Гораздо труднее говорить о целевой
характеристике танатологических мотивов. Вопрос «зачем?» зачастую сложно разграничить с вопросом «почему?». При этом недоступность смерти для человеческого познания препятствует тому, чтобы она становилась сферой целеполагания для субъекта «естественного» умирания. Фактически лишь субъект убийства или самоубийства в силах поставить перед собой какую-то цель – завладеть какими-то материальными благами или освободиться от тягот жизни («смерть-освободительница» в рассказах Ф. Сологуба). Значит, в определенных случаях кончина может быть предметом ее желания, ее ожидания, надежды на нее, свидетельствующих о целеполагании.Говоря об условной
характеристике танатологического события («при каком условии»?), мы оказываемся в сфере внутритекстовой модальности – модальности умирания. В этом случае танатологические мотивы предстают как возможности (см. 2.3), детерминирующие психологическое состояние персонажа, а иногда и развитие сюжета произведения. Отсутствие достоверного знания о смерти или посмертном состоянии порождает неуверенность человека, раздираемого множеством «если». В то же время существуют концепции, предлагающие пути преодоления страха перед гибелью, тоже основанные на эксплицитно или имплицитно выраженном условии: «Если веришь – спасешься и получишь жизнь вечную в раю» (религиозная модель, житие), «Любовь сильнее смерти» (романтическая модель, «После смерти (Клара Милич)» И. Тургенева) и др.Постановка таких условий и формирует онтологию спасения человека, причем как в посюстороннем, так и потустороннем мире. Танатологический скептицизм, подобный печоринскому или базаровскому, приводит к отрицанию модальности смерти, к неверию в чудо или посмертное существование.
Уступительные
сирконстанты («вопреки чему?») также касаются внутритекстовой модальности, но уже ее реализации. Противопоставляются две возможности, одна из которых свершилась, а другая, противоречащая первой, нет. Танатологические мотивы могут занимать обе позиции: шекспировский Макбет погибает, несмотря на предсказание ведьм (невозможность гибели от руки рожденного женщиной); Печорин в лермонтовской повести «Фаталист» остается жив вопреки смертельной опасности.Обстоятельства такого рода, условные или уступительные, тем более поставленные в танатологический контекст, чрезвычайно важны для создания напряженной интриги в произведении, для развития сюжета. Сирконстанты же в целом, безусловно, имеют большое значение для семантики и поэтики танатологических мотивов.
* * *
В заключение данного параграфа необходимо сказать несколько слов о еще одной проблеме, связанной с еще одним кругом элементов актантно-сирконстантного состава мотива.
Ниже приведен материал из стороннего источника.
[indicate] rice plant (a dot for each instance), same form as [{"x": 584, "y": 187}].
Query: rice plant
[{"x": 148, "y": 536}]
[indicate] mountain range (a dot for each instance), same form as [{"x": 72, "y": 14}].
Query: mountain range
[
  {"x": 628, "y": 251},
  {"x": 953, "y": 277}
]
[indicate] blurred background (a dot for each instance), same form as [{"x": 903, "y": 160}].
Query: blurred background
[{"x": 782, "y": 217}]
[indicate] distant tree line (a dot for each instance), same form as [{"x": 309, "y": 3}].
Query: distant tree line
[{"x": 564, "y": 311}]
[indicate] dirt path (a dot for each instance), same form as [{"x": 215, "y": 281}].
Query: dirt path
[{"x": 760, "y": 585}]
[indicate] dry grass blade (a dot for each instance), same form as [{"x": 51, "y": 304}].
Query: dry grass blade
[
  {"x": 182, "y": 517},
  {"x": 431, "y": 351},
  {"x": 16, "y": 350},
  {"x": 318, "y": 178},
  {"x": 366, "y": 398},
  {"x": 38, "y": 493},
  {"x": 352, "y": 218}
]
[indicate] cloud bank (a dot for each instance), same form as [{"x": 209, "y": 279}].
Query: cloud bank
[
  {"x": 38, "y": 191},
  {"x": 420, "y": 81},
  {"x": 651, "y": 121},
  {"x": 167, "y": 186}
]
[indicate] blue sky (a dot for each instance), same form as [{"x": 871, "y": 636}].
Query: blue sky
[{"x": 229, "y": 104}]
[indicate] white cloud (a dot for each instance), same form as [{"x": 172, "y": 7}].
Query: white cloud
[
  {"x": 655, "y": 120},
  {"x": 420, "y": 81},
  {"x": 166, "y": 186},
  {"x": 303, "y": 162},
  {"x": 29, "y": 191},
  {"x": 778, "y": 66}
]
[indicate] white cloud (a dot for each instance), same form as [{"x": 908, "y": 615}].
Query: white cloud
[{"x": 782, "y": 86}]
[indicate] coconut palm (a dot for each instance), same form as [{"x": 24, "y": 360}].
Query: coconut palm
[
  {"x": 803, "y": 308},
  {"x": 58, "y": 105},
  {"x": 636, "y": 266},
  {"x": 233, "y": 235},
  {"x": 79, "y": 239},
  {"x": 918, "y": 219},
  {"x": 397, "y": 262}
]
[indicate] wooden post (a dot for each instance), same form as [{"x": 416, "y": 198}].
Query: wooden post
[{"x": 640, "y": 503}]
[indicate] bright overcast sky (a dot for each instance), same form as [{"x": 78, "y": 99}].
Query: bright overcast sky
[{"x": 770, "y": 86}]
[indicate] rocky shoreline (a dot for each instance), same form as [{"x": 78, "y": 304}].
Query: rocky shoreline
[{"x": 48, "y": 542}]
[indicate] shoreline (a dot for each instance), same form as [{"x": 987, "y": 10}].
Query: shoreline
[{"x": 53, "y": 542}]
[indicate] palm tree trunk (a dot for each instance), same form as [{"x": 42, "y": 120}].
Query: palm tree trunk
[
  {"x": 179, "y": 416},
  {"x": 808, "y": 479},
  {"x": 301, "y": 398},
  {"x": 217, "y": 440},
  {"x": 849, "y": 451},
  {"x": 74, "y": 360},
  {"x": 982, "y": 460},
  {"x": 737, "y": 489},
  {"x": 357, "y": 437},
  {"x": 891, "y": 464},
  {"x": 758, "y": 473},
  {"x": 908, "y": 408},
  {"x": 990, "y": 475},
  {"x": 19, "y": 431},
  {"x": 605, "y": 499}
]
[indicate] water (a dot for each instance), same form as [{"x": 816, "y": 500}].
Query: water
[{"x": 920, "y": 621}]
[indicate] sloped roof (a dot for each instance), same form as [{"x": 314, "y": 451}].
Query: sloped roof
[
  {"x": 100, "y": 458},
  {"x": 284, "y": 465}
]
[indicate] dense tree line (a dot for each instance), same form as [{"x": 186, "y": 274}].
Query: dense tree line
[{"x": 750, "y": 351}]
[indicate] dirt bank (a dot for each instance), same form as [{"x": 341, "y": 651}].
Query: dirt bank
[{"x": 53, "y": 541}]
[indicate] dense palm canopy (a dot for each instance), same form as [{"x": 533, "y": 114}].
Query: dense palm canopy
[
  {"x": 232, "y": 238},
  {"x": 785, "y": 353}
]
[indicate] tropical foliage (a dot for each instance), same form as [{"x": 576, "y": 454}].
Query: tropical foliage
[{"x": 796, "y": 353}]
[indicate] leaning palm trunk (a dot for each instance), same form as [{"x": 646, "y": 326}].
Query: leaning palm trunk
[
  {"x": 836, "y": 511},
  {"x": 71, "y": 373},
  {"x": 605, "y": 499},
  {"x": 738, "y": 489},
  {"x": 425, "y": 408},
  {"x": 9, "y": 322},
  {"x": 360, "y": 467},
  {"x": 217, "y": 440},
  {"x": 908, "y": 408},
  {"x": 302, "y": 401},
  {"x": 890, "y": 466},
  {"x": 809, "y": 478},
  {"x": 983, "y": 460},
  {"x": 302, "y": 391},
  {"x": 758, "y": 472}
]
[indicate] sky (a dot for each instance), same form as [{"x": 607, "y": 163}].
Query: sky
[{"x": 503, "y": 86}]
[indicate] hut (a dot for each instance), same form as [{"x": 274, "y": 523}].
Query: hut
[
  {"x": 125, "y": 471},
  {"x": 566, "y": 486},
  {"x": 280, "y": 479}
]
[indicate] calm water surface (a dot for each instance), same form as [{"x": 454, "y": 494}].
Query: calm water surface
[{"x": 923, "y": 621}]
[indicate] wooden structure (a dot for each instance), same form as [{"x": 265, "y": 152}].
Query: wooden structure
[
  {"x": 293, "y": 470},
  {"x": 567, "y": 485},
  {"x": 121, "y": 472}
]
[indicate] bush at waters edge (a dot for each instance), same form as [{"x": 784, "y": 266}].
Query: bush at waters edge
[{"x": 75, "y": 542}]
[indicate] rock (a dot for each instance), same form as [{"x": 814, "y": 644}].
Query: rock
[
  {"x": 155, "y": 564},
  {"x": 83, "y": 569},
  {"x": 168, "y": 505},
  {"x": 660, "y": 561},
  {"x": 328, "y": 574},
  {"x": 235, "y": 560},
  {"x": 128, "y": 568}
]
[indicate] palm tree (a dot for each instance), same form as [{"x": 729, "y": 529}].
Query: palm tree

Актанты и сирконстанты не всегда можно четко разграничить. Об этом пишут даже лингвисты, которые разделяют эти элементы в зависимости от их «обязательности» для семантической структуры предложения, прежде всего валентностных свойств его глагольного ядра (см. об этом [Мустайоки 2006: 193]). В произведении художественной литературы любой компонент мотива или сюжетной ситуации может оказаться необходимым и важным с точки зрения формирования смысла эпизода и его поэтики.